AGE LEVEL = 8-10 (7-12)
DURATION = 45-70 min.
LEARNING STATION = Outdoors
RELATED ACTIVITIES = None
WHEN = Day symbol.        

UNDERSTANDING: Seed dispersal is important for the continuation of plant species. Plants have evolved many methods for seed dispersal.

MATERIALS:

  • Apples, grapes (with seeds), oranges, acorns, or other fruits with seeds

  • Dry flannel leggings or masking tape

  • Magnifying lenses (optional)

  • Newsprint pad and marker

  • Jackknife

PREPARATION: Review seed dispersal information.

LESSON:

Warm-up: In a sharing circle, show the group various fruits and nuts. Ask if they can figure out what is common among them. (They contain seeds.) Allow them to brainstorm what a seed is. Point out that seeds are a reproductive adaptation, providing food and protection for the embryonic plant. It may help to compare a seed to an egg.

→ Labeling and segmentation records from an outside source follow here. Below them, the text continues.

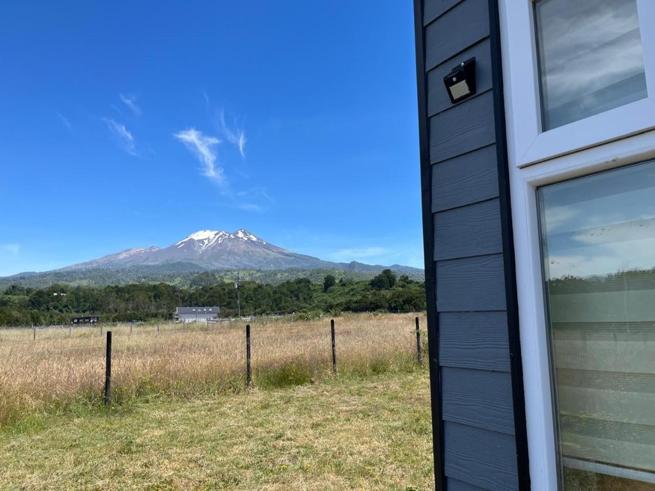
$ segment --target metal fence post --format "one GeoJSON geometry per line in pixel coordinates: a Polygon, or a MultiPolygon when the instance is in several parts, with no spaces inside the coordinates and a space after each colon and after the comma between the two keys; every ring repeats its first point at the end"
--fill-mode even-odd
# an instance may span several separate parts
{"type": "Polygon", "coordinates": [[[111,399],[111,331],[107,331],[107,354],[105,362],[105,405],[111,399]]]}
{"type": "Polygon", "coordinates": [[[329,321],[330,334],[332,336],[332,371],[337,371],[337,343],[334,336],[334,319],[329,321]]]}
{"type": "Polygon", "coordinates": [[[252,382],[252,373],[250,366],[250,325],[246,325],[246,371],[248,386],[252,382]]]}
{"type": "Polygon", "coordinates": [[[419,318],[416,318],[416,352],[419,355],[419,365],[423,366],[423,354],[421,352],[421,330],[419,329],[419,318]]]}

Note that seeds make newborn plants from parent plants. Then ask what would happen if children stayed to live with their parents, and grandchildren and great-grandchildren did the same? (Eventually, the home could not support everyone.) Seed dispersal allows plants to distribute seeds to areas with less competition for minerals, nutrients, water and sunlight. This is important because most plants make hundreds or thousands of seeds.

Activity: Brainstorm seed dispersal methods. List them on the newsprint pad. Take the group on a walk in an area with tall grasses and shrubs, wearing leggings or masking tape to gather seeds on their legs. Take another short hike and look for other types of seeds.

Wrap-up: Examine the seeds, using the jackknife and magnifying lenses. Discuss how seeds are important to humans and brainstorm ways we use seeds for food, clothing, medicine and manufactured products. (Even things like ice cream can be traced back to seeds: ice cream to milk to cows to grass seeds.)

OPTIONS AND FURTHER EXPLORATIONS:

  1. Develop a list of necessities for seed germination (water, soil, warmth, sunlight, nutrients, etc.). Use purchased seeds or ones you’ve collected to set up experiments and test these variables. (Plant one type of seed in several pots and vary the amount of water or sunshine each pot receives. Record findings.)

  2. Glue seeds from the activity to construction paper to make a drawing.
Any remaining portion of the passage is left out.